# Chi and taijiquan



## Zeny (Mar 23, 2016)

I have been neglecting the practice of chi in my taijiquan but one day i decided i could not ignore it any longer.

Recently i tried to improve my chi by breathing deeply into my dan tian for about an hour every night before sleep. After about two weeks the chi sensation in my dan tian became very real and noticeable.

One day i was doing some push hands with my teacher. Immediately upon touching arms he said 'don't concentrate your chi in your dan tian'. Being the stubborn donkey that i am, i ignored him and kept quiet. During that push hands session i found that my equilibrium was very strong, but my body felt 'heavier' than usual and my sensitivity was not at my usual level.

After the push hands i asked my teacher, 'how did you know that i was concentrating chi in my dan tian?' He replied, 'it is very obvious. Don't concentrate your chi like that. Concentrated chi is tense. You should circulate your chi'. I asked, 'what is my usual chi like?' He said, 'on other days your chi is dispersed and relaxed. Your ph skill is already good. Are you not satisfied?' I said 'but i want to improve my chi'. He said, 'then you should learn to circulate your chi'.

I noticed that when i am concentrating on my chi, my body feels stiff, insensitive and stagnant. If i just relax, let go and forget about chi, my body feels very light and sensitive. I am amazed that chi can make such a big difference in how my body feels and reacts.

In cheng man ching's 13 treatises book, he says to channel chi into the dan tian is the path of the taoist and there is no other way. But he also said chi is not important, and if there is no chi, there is pure steel.

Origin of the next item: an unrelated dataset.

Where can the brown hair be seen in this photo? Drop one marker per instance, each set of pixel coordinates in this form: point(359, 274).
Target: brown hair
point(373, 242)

My present solution to this problem is, i will improve my chi, and learn to circulate it, but when doing the form or push hands, i should forget about chi and treat it as though it does not exist.


----------



## oaktree (Mar 23, 2016)

You lead your yi to the lower dan tian and Qi follows and collects there naturally. It is not intense focusing. You are slowly letting the lower dan tian fill up like drop of water not a rush of water. The first Qigong exercise I teach and was taught was massaging the dan tian. it consist of just massaging the dan tian, it does not tell you to focus on building qi of moving qi but massaging the dan tian 81 times. This is the lower dan tian Qi hai there is 3 main dan tians and then there is Huang ting. Maoshing Ni has an exercise in which you circle around external then internal then change the direction. Wudang has a set in which you massage on the side of the dan tian then make it one ball and then smaller and smaller into Qi hai point.

However, I feel cultivation is a waste of time with Qi if you are not firming your jing and letting it escape. Moving Qi is a waste of time if your yi and shen are not in harmony. I also find cultivating Qi a waste of time if you do not have a clear goal and a way to achieve that goal otherwise you are basically driving a car around in a circle wasting time and gas.


----------



## Zeny (Mar 23, 2016)

Thanks for the drop of water tip. I will try that. What do you mean yi and shen are not in harmony? So far i know what is chi and yi but i don't know what is shen (i know the word but i don't recognise it in my body).

For chi, i don't really know what i am doing and i am like walking around with my eyes closed and feeling my way around.

So far these are my beliefs:

1) it is better to have more chi

2) it is better for chi to circulate than stay in one place

3) it is better to have chi circulate to all corners of the body, easily

4) when doing push hands, eliminate all sensation of chi and treat it as though it does not exist

5) if one has an abundance of chi that is freely circulating around the body, one will achieve the level of 'where the mind thinks, the hand already arrives' (lightning speed)

Does anyone have special skill and knowledge in this area?


----------



## oaktree (Mar 23, 2016)

Zeny said:


> Thanks for the drop of water tip. I will try that.


It means it should be slow and gradual.
Like building a big tower with a sheet of a paper on top of each other.


Zeny said:


> What do you mean yi and shen are not in harmon


If your intent and your spirit are not in harmony you can not cultivate anything.
If your spirit is not fix in its home it will never realize it can wander around.


Zeny said:


> For chi, i don't really know what i am doing and i am like walking around with my eyes closed and feeling my way a


You need a teacher for it.


Zeny said:


> t is better to have more chi


To much your body deteriorates.


Zeny said:


> 2) it is better for chi to circulate than stay in one place


Depend what you are trying to accomplish.


Zeny said:


> 5) if one has an abundance of chi that is freely circulating around the body, one will achieve the level of 'where the mind thinks, the hand already arrives' (lightning speed)


When I think circulating around the body I think wei qi so different types of qi.
Do a search on this site for jadecloudalchemist he wrote a lot about qi and qigong he knows more then I do.


----------